Vaderlandsch woordenboek

Jacobus Kok (1780)

Gepubliceerd op 31-10-2023

BEIMA (Geslacht)

betekenis & definitie

het Adelijk Geslacht van deezen naam, ook wel BEIJEM genaamd, was uit de Staate Beijem, te Arum gelegen, afkomstig; het is in de voorgaande Eeuw uitgestorven. Volgens bericht, van den Heer E.

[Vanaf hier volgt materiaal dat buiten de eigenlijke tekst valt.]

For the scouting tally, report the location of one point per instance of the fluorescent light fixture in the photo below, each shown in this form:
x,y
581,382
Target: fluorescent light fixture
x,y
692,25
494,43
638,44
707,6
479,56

M. VAN BURMANIA (aan den Heer TE WATER medegedeeld, uit de MSS verzamelinge van Kwartieren, geschreven door FIJO VAN HEEMSTRA), is onder de zestien Kwartieren van ANNA VAN EISINGA, Huisvrouw en naderhand Weduw van FILIPS VAN BOSHUIZEN, Grietman van ’t Bild, en overleeden in 1652, ook de naam en het wapen van BEIMA; gelijk die beiden ook voorkomen onder de Kwartieren van REIN POPMA, te Sneek. In het Register der Edelen in Friesland, gemaakt bij den Hertog van Saxen, in het jaar 1505, wordt mede gemeld SJOERD LIEUWESZ. BEIJEM. (WINSEMIUS, bl. 403 alwaar men meer anderen van dit Geslacht gemeld vindt, als op bl. 187, 304, 307, 311). SJOERD, dien wij straks nader zullen leeren kennen, had een Broeder, LIEUWE genaamd, welke mede veel deel aan de loflijke verrichtingen van zijnen tijd had. Van dit geslacht moet een ander vandien naam, dat mede onder de oudste geërfde van Friesland geteld wordt, onderscheiden worden. (Men zie FERWERDA, I. Deel). Tot dit Geslacht behoort JULIUS BEIJMA, en ook de Hoogleeraar BEIMA, van wien straks nader.